Variation in the protein phosphatase 2A (PP2A) complex is a common event in breast cancer patients

Abstract

Objective: Triple negative breast cancer (TNBC) patients derive little benefit from target-specific therapies due to lack of the favourable prognostic targets, ER/PR and HER2. Deregulation of the PP2A complex in breast cancer will be investigated.

Methods: RNASeqV2 and clinical data were obtained from The Cancer Genome Atlas to investigate the PP2A enzyme complex across different breast cancer subtypes. Immunohistochemistry was used to measure expression in FFPE material. An Affymetrix/Panomics panel was used to assay molecular classifiers and transcripts of interest.
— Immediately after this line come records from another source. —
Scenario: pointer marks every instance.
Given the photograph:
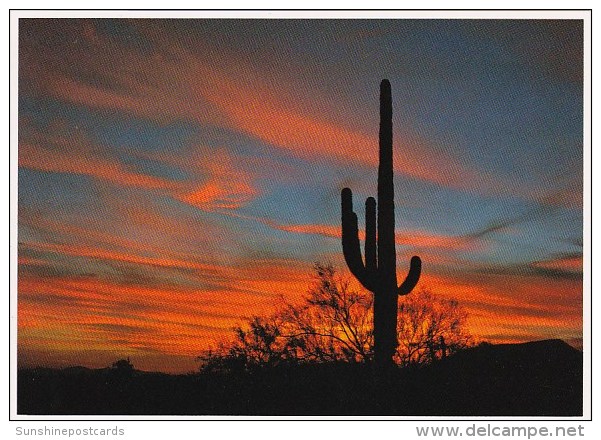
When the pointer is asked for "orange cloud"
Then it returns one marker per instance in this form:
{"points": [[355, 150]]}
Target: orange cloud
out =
{"points": [[415, 239], [239, 97], [228, 185], [79, 158]]}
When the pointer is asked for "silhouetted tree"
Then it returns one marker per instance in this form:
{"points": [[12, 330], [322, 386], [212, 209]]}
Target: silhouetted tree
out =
{"points": [[430, 328], [378, 273], [334, 323]]}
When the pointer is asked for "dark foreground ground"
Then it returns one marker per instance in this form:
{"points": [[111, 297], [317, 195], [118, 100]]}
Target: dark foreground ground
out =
{"points": [[534, 379]]}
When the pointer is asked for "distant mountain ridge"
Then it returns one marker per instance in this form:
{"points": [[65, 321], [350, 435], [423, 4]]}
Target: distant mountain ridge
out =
{"points": [[539, 378]]}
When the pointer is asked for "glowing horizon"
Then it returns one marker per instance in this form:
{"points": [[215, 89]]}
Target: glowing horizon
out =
{"points": [[178, 176]]}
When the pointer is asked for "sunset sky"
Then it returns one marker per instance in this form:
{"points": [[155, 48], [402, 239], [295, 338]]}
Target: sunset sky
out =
{"points": [[178, 176]]}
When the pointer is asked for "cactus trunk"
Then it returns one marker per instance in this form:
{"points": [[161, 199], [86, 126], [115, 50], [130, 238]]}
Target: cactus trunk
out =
{"points": [[378, 274]]}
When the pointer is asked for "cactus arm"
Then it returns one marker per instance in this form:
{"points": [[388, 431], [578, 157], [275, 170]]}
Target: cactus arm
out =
{"points": [[350, 241], [370, 236], [415, 269]]}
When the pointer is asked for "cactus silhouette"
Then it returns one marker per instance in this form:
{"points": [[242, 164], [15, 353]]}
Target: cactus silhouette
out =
{"points": [[378, 273]]}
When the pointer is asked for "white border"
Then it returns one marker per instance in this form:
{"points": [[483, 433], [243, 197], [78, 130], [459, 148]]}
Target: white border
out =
{"points": [[396, 14]]}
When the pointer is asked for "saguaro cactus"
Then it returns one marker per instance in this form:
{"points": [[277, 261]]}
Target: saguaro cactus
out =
{"points": [[378, 273]]}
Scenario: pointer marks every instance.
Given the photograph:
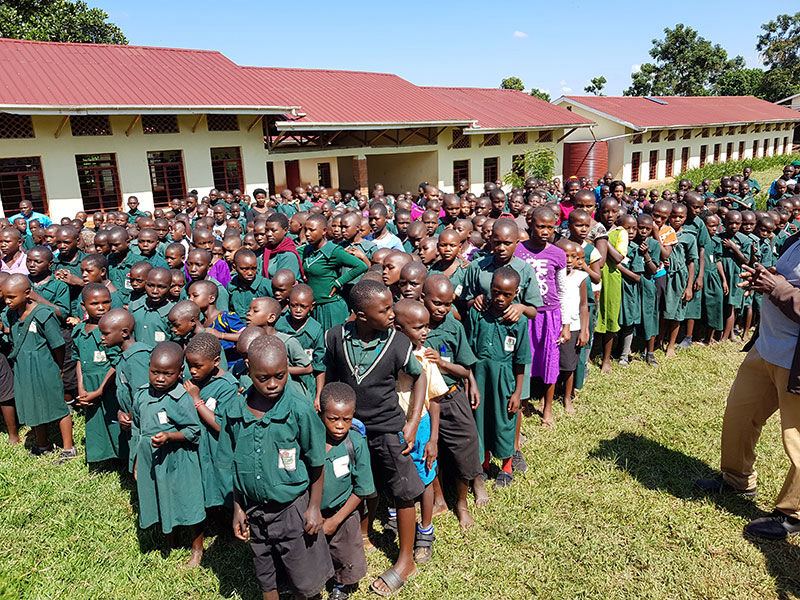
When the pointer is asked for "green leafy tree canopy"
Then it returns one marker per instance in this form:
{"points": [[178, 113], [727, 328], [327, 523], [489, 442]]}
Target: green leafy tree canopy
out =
{"points": [[685, 64], [57, 21]]}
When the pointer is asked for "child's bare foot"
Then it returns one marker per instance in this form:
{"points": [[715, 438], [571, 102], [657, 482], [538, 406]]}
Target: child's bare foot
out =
{"points": [[481, 496]]}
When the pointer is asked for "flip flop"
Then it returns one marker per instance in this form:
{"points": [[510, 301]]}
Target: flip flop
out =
{"points": [[392, 580]]}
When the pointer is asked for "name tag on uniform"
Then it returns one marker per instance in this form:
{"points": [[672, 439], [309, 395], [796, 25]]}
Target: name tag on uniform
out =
{"points": [[341, 466], [287, 459]]}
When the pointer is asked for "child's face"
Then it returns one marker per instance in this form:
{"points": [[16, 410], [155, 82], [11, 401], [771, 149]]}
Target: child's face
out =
{"points": [[97, 304], [164, 372], [201, 367], [338, 417], [300, 306]]}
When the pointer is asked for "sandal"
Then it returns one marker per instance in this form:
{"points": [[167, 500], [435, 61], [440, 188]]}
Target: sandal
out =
{"points": [[423, 547], [392, 580]]}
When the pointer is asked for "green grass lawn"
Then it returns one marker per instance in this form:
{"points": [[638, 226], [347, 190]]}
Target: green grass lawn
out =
{"points": [[607, 510]]}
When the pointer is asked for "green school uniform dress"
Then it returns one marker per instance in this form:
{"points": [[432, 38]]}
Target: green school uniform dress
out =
{"points": [[271, 456], [684, 252], [38, 388], [151, 325], [242, 292], [322, 267], [346, 475], [713, 296], [311, 338], [498, 346], [169, 481], [102, 426], [217, 393]]}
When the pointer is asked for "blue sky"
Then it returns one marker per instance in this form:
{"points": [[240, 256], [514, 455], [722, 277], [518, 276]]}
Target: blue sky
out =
{"points": [[556, 46]]}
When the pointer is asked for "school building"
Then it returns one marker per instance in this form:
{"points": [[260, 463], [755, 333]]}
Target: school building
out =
{"points": [[82, 126], [644, 139]]}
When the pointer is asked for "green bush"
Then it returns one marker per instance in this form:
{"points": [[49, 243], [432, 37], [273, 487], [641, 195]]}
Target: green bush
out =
{"points": [[718, 170]]}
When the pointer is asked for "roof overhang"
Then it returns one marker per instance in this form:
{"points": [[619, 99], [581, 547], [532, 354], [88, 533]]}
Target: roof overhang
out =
{"points": [[28, 109]]}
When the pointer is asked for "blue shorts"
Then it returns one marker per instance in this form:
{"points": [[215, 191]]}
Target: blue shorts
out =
{"points": [[418, 451]]}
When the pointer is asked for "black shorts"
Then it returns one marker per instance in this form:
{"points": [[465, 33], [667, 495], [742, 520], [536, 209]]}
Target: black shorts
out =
{"points": [[458, 435], [568, 353], [394, 472], [347, 550], [277, 536]]}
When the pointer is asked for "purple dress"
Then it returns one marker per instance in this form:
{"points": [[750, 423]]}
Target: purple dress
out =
{"points": [[550, 266]]}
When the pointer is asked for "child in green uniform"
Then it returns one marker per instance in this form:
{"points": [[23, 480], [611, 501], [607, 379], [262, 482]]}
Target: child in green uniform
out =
{"points": [[277, 445], [38, 353], [165, 432], [96, 376], [131, 367], [680, 277], [150, 312], [348, 480], [212, 389], [298, 323], [502, 349], [247, 284]]}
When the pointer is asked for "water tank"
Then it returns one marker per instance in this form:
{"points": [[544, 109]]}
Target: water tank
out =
{"points": [[586, 159]]}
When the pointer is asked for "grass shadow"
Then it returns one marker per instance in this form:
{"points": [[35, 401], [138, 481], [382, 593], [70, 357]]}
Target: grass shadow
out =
{"points": [[657, 467]]}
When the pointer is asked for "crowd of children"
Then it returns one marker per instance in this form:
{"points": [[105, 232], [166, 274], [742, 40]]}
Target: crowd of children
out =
{"points": [[279, 362]]}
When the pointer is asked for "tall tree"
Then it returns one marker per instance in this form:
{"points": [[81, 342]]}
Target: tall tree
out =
{"points": [[779, 47], [596, 85], [512, 83], [57, 21], [684, 64]]}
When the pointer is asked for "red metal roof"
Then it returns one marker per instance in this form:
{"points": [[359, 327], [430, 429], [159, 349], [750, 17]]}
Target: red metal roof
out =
{"points": [[677, 111], [495, 108], [50, 74]]}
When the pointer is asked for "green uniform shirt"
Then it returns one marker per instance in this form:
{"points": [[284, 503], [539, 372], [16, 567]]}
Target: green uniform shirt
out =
{"points": [[271, 455], [344, 476], [151, 324], [449, 339]]}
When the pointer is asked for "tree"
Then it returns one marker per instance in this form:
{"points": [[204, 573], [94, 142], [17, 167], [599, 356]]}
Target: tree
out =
{"points": [[779, 47], [685, 64], [57, 21], [537, 93], [596, 85], [512, 83]]}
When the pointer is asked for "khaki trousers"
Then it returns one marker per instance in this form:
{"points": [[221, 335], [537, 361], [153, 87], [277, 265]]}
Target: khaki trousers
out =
{"points": [[757, 392]]}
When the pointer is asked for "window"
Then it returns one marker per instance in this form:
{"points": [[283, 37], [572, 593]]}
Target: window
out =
{"points": [[636, 159], [90, 125], [653, 165], [460, 171], [222, 122], [166, 176], [22, 179], [99, 181], [160, 124], [460, 140], [490, 169], [324, 174], [226, 168], [15, 126]]}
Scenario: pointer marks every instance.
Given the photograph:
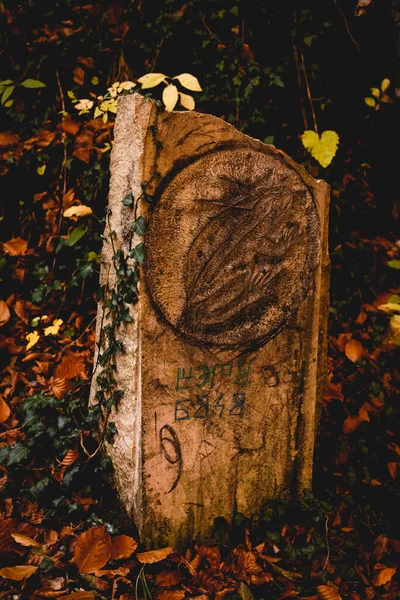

Results: In silico analysis of datasets (cBioPortal) show that 59.6% of basal breast tumours patients exhibit either homozygous deletion or underexpression of PP2A, but also overexpression of PP2A regulators CIP2A, SET and SETBP1. CIP2A is significantly upregulated in the HER2 positive patients and the TNBC subgroup (p<0.001). Of interest, although SET was significantly upregulated, the SETBP1 expression was also downregulated, hence stability of SET is compromised across all subtypes.

Conclusion: TNBC tumours show the greatest overexpression of CIP2A associating CIP2A with the TNBC malignant phenotype. Currently, immunohistochemistry is used to measure CIP2A expression in FFPE tissues and the correlation with expression of molecular classifiers and clinical datasets is assessed. The subset of patients with suppressed PP2A activity would be eligible for treatment using phosphatase activators or kinase inhibitors which target the PI3K/Akt/mTOR pathway.